With little training, the distraught youngsters are at first horrified to see the wound infested by maggots. As many survivors did, the girls in the play use chopsticks to pluck them out, but the situation becomes worse when they must amputate his arm.

In the engaging story, Shikina paints each sister in a unique light — providing audiences with insights into the complex relationship the islanders had with Japan.

Although Okinawa is Japan’s southernmost prefecture, it was formerly known as the Ryukyu Kingdom and not part of Japan until it was forcefully incorporated as a colony in 1879. With its own culture and language, Okinawans frequently faced discrimination.

In the battle, during which 200,000 lives were lost, including 15,000 Americans, one-third of the Okinawan population perished as civilians were often caught in the crossfire.

While some people like Akiko, the middle sister, enthusiastically joined the war effort to serve their countrymen without question, others, including Keiko, the oldest, expressed reservations about committing to a cause she did not understand, preferring to stay behind with her widowed mother.

Yuko, the youngest, is aware of her position. Realistically understanding that she cannot walk away from her duty, she bravely joins her classmates and does her best.

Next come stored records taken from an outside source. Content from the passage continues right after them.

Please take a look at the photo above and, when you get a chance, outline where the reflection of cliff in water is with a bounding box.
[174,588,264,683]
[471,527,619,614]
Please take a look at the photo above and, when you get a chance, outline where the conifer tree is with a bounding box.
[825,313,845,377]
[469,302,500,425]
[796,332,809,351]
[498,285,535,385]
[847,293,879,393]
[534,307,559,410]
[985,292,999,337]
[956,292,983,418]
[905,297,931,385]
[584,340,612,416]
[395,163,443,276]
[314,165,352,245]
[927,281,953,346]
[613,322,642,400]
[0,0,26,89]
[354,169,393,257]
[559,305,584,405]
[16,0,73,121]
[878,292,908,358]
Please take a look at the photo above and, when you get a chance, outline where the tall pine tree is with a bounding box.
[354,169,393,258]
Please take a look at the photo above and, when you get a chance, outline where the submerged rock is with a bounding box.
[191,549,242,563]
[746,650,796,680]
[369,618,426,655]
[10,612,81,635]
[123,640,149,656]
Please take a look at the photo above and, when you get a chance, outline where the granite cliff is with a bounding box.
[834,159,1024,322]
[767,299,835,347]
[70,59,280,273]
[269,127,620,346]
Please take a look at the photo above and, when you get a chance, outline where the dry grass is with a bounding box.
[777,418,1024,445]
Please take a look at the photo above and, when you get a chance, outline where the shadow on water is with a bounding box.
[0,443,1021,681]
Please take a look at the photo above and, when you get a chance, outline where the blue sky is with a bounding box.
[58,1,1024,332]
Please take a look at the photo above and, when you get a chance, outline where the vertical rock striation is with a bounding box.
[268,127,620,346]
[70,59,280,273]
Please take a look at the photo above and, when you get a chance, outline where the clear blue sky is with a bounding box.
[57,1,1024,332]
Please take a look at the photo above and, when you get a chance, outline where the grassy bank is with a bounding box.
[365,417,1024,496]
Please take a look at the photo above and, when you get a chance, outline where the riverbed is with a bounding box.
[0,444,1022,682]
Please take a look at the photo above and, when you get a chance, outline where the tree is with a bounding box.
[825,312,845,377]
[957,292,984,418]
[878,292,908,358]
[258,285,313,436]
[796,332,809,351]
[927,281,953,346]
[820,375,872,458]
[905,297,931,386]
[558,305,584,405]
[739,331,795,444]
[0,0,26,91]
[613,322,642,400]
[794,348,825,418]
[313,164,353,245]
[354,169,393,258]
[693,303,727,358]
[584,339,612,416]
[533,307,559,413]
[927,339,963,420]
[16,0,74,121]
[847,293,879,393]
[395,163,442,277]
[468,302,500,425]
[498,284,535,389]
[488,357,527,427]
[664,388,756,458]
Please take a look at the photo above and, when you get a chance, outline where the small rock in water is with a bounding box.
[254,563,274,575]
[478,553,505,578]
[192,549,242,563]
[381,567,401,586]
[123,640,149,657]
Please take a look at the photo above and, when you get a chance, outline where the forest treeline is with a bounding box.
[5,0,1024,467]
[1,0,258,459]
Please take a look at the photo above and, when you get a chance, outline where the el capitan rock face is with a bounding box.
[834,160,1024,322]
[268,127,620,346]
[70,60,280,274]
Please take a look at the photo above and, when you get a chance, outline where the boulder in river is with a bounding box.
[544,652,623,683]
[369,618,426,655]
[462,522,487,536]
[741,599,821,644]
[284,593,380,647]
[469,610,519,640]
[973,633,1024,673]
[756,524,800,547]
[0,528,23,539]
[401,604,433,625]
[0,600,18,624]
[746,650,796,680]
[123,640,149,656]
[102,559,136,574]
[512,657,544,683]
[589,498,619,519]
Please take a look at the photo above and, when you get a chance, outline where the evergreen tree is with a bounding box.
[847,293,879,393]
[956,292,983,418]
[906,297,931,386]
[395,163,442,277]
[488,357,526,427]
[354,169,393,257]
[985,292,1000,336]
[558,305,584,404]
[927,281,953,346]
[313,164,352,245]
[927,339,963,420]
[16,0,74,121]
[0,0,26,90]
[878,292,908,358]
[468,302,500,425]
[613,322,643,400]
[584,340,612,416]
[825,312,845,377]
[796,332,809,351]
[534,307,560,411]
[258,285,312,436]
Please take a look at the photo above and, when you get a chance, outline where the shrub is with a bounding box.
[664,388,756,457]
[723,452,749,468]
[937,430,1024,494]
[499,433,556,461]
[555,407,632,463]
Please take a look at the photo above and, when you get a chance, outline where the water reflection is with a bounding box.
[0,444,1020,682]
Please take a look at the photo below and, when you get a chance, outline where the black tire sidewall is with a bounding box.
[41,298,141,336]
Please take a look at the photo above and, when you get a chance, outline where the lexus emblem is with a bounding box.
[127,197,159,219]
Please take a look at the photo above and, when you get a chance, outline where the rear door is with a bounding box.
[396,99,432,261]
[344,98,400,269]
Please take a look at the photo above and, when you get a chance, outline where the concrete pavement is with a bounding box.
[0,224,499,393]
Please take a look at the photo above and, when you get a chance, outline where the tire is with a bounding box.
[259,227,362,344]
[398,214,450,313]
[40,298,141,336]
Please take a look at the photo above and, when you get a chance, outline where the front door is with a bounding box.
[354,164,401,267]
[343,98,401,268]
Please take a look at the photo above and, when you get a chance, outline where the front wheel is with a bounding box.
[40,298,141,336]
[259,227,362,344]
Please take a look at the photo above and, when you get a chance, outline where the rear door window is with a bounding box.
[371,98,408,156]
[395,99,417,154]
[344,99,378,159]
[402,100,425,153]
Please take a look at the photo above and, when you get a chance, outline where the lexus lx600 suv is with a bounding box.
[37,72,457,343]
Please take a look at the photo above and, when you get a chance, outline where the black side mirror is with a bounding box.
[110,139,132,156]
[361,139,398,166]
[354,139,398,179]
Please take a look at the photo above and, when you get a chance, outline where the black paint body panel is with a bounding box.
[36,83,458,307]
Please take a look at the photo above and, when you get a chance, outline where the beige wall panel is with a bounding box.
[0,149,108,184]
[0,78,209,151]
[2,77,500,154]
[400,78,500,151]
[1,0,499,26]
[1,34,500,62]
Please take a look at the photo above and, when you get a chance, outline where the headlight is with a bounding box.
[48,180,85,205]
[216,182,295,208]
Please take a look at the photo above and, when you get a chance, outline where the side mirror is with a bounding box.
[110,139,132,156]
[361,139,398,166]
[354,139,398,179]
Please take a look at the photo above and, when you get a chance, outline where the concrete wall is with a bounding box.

Like the others, she not only suffers from the trying conditions, including living in a dank cave, surviving on one rice ball a day, suffering as she watches people die, but she also endures unwanted advances from a bigoted Japanese soldier.

Unlike the others, however, who take their own lives for fear of being raped and tortured by the enemy, she disobeyed the final command to kill herself.

Tragically, after the order to disband was handed down on June 18, the number of group suicides by teachers and students escalated as did the number of girls killed after being sent out from the caves. In the end, 136 Himeyuri students and teachers died.

In an interview with Kyodo News, Shikina spoke of the positive feedback she received by phone and letters from audience members who were greatly moved by the story and its enlightening content.

Paul Haase, who taught English in Okinawa in the late 1980s, said he was drawn to the play to better understand what happened. At the time he lived there he was unable to learn enough from either the older generation who seemed reluctant to talk about it or the younger population who did not seem to have an understanding of what transpired.

“So I appreciated your play all the more for my minor personal connection with the history and people it presents,” he wrote in a letter. “I feel Okinawans would be proud of the way you told this story of theirs.”

Elaborating on what audiences reacted most to, Shikina said: “I think they were surprised that the young girls were forced to take care of the soldiers. I also think that maybe what moved them was the fact that so many of them died.”

While some like Rob Shaw knew of the large number of American losses in the Battle of Okinawa, he did not realize schoolgirls were used or how it impacted their families.

“I didn’t realize how the whole situation reached into the families,” the Silicon Valley engineer said, remarking on the sad scene when the Miyamoto mother desperately pleads with the teacher to keep one daughter at home.

Another viewer, Sarah Cluff, echoed similar sentiments, saying: “It was totally shocking. I didn’t assume that citizens were called into the cause.” The schoolteacher was also surprised about the discrimination that the Okinawans endured despite their contributions to the war effort and heavy losses.

It is Shikina’s hope that her play shines a light on this tragic chapter of World War II so that it is not repeated or forgotten.

“I would like for them (audiences) to walk away with an awareness and to be inspired to find out more about the Battle of Okinawa,” Shikina said. “I think it is a large part of history living under the shadow of Hiroshima.”

Although the production closed after having sold out in its final days, Shikina now has her sights set on new possibilities. She has already been contacted by someone in Canada who wants to translate the play into Japanese and there have been suggestions it should be turned into a movie.